# Should I buy External DVD Optical drive/Writer or Internal DVD Optical Drive/Writer?



## ajayritik (Jan 22, 2015)

My existing Asus DVD ROM Back pin has broken and hence I need to get a new DVD ROM. Since I have multiple HDD's I thought it's better to get an external DVD ROM so that I can get rid of the hassle of disconnecting the HDD's everytime.

Can someone suggest a good brand. 
If there are issues with external DVD ROM vs Internal then I will opt for Internal.
But ideally would prefer External DVD ROM.

Kindly share your views.


----------



## topgear (Jan 22, 2015)

*Re: Need suggestion on External DVD ROM*

I think external DVD drives are better than external HDDs  Anyway, what you will get now is DVD writer. My preference is Liteon > LG > Lenovo > HP.


----------



## ajayritik (Jan 23, 2015)

*Re: Need suggestion on External DVD ROM*

^^ I know when I bought DVD ROM Drives earlier say maybe 5-6 years back I was always suggested to go for Liteon. 
I remember seeing Samsung ones locally.
Will appreciate if anyone can post links for ones available online.

- - - Updated - - -

Guys anyone?

- - - Updated - - -

Can someone suggest which one to go among these?
*www.flipkart.com/liteon-etau108-external-dvd-drive/p/itmdeh4xk2wgg65a


*www.snapdeal.com/brand/liteon
*www.snapdeal.com/product/liteon-external-dvdrwetau108/635261

*www.amazon.in/Liteon-External-DVD-Writer-eBAU108/dp/B00HZDRS64


----------



## topgear (Jan 24, 2015)

*Re: Need suggestion on External DVD ROM*

eTAU108 is a little older model but it looks nice. If you don't mind the looks then eBAU108 is a great alternative. Performance wise both are excellent so you can't go wrong with either. The only advantage with a new model may be is better compatibility but a firmware update can always fix that.


----------



## ajayritik (Jan 24, 2015)

*Re: Need suggestion on External DVD ROM*



topgear said:


> eTAU108 is a little older model but it looks nice. If you don't mind the looks then eBAU108 is a great alternative. Performance wise both are excellent so you can't go wrong with either. The only advantage with a new model may be is better compatibility but a firmware update can always fix that.

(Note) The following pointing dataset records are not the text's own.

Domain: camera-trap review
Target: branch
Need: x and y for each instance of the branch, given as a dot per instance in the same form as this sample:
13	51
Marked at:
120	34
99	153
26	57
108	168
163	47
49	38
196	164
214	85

Since it's weekend maybe I will get more replies. Will wait for more responses. Thanks [MENTION=15026]topgear[/MENTION] for your thoughts.
Just now my cousin pniged and told me that online purchase may have issues with service later. So he is suggesting to buy at a local store.
Kindly please let me know your views.


----------



## topgear (Jan 25, 2015)

*Re: Need suggestion on External DVD ROM*

It's just some distributors which are causing issues but with most of the products you won't face any such issue as long as you have proper bill and the item is imported through proper channel. While making online purchase try to get items from seller with highest rating to to be on the safer side.


----------



## ajayritik (Jan 27, 2015)

*Re: Need suggestion on External DVD ROM*

Guys I'm sure there are many people out there who know about External DVD Writers and how they are better or not better when compared to Internal DVD writers.
Please let me know your views as to whether External DVD writer will serve my purpose or it's not worth it.
What may be the specific purpose of External DVD Writer and if it's worth getting a new one.

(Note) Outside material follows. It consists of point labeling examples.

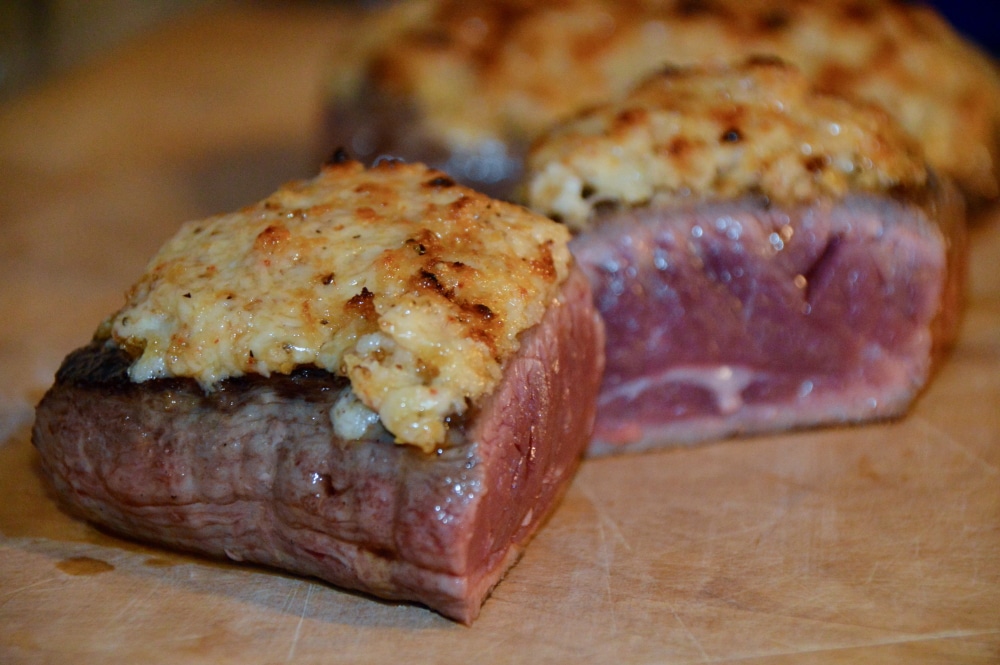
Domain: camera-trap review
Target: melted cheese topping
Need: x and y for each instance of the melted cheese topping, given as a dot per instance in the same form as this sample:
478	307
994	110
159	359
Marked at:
692	134
412	287
506	69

*Also can any mod please edit the Title of the thread by adding a Suffix 'Writer'.
*


----------



## ajayritik (Apr 16, 2015)

*Re: Need suggestion on External DVD ROM*

Guys sorry for bumping into an old thread again.
Just want to know perspective of Internal Vs External DVD Writer
Which one would be better?
I don't mind shelling out the extra bucks for the External DVD Writer.
Kindly suggest the pros and cons for both.
I would need a DVD writer for occasional burning say once a month or once in two months.


----------



## BryanM35 (Apr 20, 2015)

*Re: Need suggestion on External DVD ROM*

I suggest you to go for Liteon.


----------



## ajayritik (Apr 21, 2015)

*Re: Need suggestion on External DVD ROM*

Any other ideas opinions?


----------



## ankitj1611 (Apr 21, 2015)

*Re: Need suggestion on External DVD ROM*



BryanM35 said:


> I suggest you to go for Liteon.





topgear said:


> I think external DVD drives are better than external HDDs  Anyway, what you will get now is DVD writer. My preference is Liteon > LG > Lenovo > HP.

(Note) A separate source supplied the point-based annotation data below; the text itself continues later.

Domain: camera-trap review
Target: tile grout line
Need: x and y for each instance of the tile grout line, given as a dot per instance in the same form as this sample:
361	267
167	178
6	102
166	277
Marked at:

Hello I also have Liteon slimtype esau208 External Slim DVD Drive
At purchased time i didn't new that Liteon is that much good.But now after reading your suggestions above I think i made right decision 1 (one) year back.


----------



## ajayritik (Apr 21, 2015)

*Re: Need suggestion on External DVD ROM*



ankitj1611 said:


> Hello I also have Liteon slimtype esau208 External Slim DVD Drive
> At purchased time i didn't new that Liteon is that much good.But now after reading your suggestions above I think i made right decision 1 (one) year back.



I was looking for suggestion not asking you to compare with someone's post.


----------



## ankitj1611 (Apr 22, 2015)

*Re: Need suggestion on External DVD ROM*



ajayritik said:


> I was looking for suggestion not asking you to compare with someone's post.



Didn't you find the answer.I recommend Liteon slimptype only .I am using it from past 1 year and its running good no problem at all.


----------



## ajayritik (Apr 22, 2015)

*Re: Need suggestion on External DVD ROM*



BryanM35 said:


> I suggest you to go for Liteon.





ankitj1611 said:


> Hello I also have Liteon slimtype esau208 External Slim DVD Drive
> At purchased time i didn't new that Liteon is that much good.But now after reading your suggestions above I think i made right decision 1 (one) year back.





ankitj1611 said:


> Didn't you find the answer.I recommend Liteon slimptype only .I am using it from past 1 year and its running good no problem at all.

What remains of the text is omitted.